AI Alignment Metastrategy

Vanessa Kosoy

I call "alignment strategy" the high-level approach to solving the technical problem^[1]. For example, value learning is one strategy, while delegating alignment research to AI is another. I call "alignment metastrategy" the high-level approach to converging on solving the technical problem in a manner which is timely and effective. (Examples will follow.)

In a previous article, I summarized my criticism of prosaic alignment. However, my analysis of the associated metastrategy was too sloppy. I will attempt to somewhat remedy that here, and also briefly discuss other metastrategies, to serve as points of contrast and comparison.

Conservative Metastrategy

The conservative metastrategy follows the following algorithm:

As much as possible, stop all work on AI capability outside of this process.
Develop the mathematical theory of intelligent agents to a level where we can propose adequate alignment protocols with high confidence. Ideally, the theoretical problems should be solved in such order that results with direct capability applications emerge as late as possible.
Design and implement empirical tests of the theory that incur minimal risk in worlds in which the theory contains errors or the assumptions of the theory are violated in practice.
If the tests show problems, go back to step 2.
Proceed with incrementally more ambitious tests in the same manner, until you're ready to deploy an AI defense system.

This is my own favorite metastrategy. The main reason it can fail is if the unconservative research we failed to stop creates unaligned TAI before we can deploy an AI defense system (currently, we have a long way to go to complete step 2).

I think that it's pretty clear that a competent civilization would follow this path, since it seems like the only one which leads to a good long-term outcome without taking unnecessary risks^[2]. Of course, in itself that is an insufficient argument to prove that, in our actual civilization, the conservative metastrategy is the best for those concerned with AI risk. But, it is suggestive.

Beyond that, I won't lay out the case for the conservative metastrategy here.

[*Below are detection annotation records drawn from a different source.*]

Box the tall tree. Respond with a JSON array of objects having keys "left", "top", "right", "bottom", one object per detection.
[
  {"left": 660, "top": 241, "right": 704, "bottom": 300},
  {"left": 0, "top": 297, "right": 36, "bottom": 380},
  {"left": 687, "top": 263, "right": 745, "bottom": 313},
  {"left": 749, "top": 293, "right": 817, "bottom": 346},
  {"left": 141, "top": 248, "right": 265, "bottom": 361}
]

The interested reader can turn to 1 2 3 4 5.

Incrementalist Metastrategy

The incrementalist metastrategy follows the following algorithm:

Find an advance in AI capability (by any means, including trial and error).
Find a way to align the new AI design (prioritizing solutions that you expect to scale further).
Validate alignment using a combination of empiricial tests and interpretability tools.
If validation fails, go back to step 2.
If possible, deploy an AI defense system using current level of capabilities.
Go to step 1.

This is (more or less) the metastrategy favored by adherents of prosaic alignment. In particular, this is what the relatively safety-conscious actors involved with leading AI labs present as their plan.

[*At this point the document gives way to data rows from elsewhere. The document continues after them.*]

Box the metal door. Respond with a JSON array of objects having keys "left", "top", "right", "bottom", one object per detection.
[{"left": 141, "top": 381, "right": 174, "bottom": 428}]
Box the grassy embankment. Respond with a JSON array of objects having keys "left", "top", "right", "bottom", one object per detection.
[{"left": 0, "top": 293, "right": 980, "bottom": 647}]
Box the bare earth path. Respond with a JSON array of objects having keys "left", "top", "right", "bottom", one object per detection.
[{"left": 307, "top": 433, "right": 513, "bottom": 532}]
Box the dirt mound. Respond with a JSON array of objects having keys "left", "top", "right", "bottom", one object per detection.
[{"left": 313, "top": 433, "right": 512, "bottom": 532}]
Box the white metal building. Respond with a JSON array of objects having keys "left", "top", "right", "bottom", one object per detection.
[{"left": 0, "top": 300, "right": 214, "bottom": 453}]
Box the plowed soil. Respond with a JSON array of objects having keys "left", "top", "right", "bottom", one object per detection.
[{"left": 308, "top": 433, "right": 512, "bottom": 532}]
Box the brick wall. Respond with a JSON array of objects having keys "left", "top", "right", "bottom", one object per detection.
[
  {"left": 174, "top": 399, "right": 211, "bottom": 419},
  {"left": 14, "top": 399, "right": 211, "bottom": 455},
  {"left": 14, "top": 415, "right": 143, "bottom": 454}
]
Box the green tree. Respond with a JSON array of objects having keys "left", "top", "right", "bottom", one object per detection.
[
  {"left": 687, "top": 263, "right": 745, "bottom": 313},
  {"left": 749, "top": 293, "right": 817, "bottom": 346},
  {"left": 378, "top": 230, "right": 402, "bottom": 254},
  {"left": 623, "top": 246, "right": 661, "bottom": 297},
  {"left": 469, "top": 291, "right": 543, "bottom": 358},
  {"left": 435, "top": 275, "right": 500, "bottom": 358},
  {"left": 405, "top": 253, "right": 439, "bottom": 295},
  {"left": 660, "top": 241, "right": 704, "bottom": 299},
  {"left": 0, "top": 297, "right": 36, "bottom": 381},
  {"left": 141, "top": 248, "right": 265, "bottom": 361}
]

There are 3 main mutually reinforcing problems with putting our hopes in this metastrategy, which I discuss below. There are 2 aspects to each problem: the "design" aspect, which is what would happen if the best version of the incrementalist metastrategy was implemented, and the "implementation" aspect, which is what happens in AI labs in practice (even when they claim to follow incrementalist metastrategy).

Information Security

Design

If a new AI capability is found in step 1, and the knowledge is allowed to propagate, then irresponsible actors will continue to compound it with additional advances before the alignment problem is solved on the new level. Ideally, either the new capability should remain secret at least until the entire iteration is over, or government policy should prevent any actor from subverting the metastrategy, or some sufficient combination of both needs to be in place. Implementing the above involves major institutional and political challenges, which undermines the feasibility of the entire metastrategy.

Now, one could argue that the same problem exists with the conservative metastrategy: after all, some theoretical discoveries can also be used by irresponsible actors for dangerous AI capability advances. However, when it comes to theoretical research, the problem only shows up in some cases and usually requires additional steps by irresponsible actors (going from theory to practice). Moreover, inasmuch as dangerous AI capability advances only happen when they're grounded at solid theory, there is more hope that the risks will be transparent, predictable and avoidable.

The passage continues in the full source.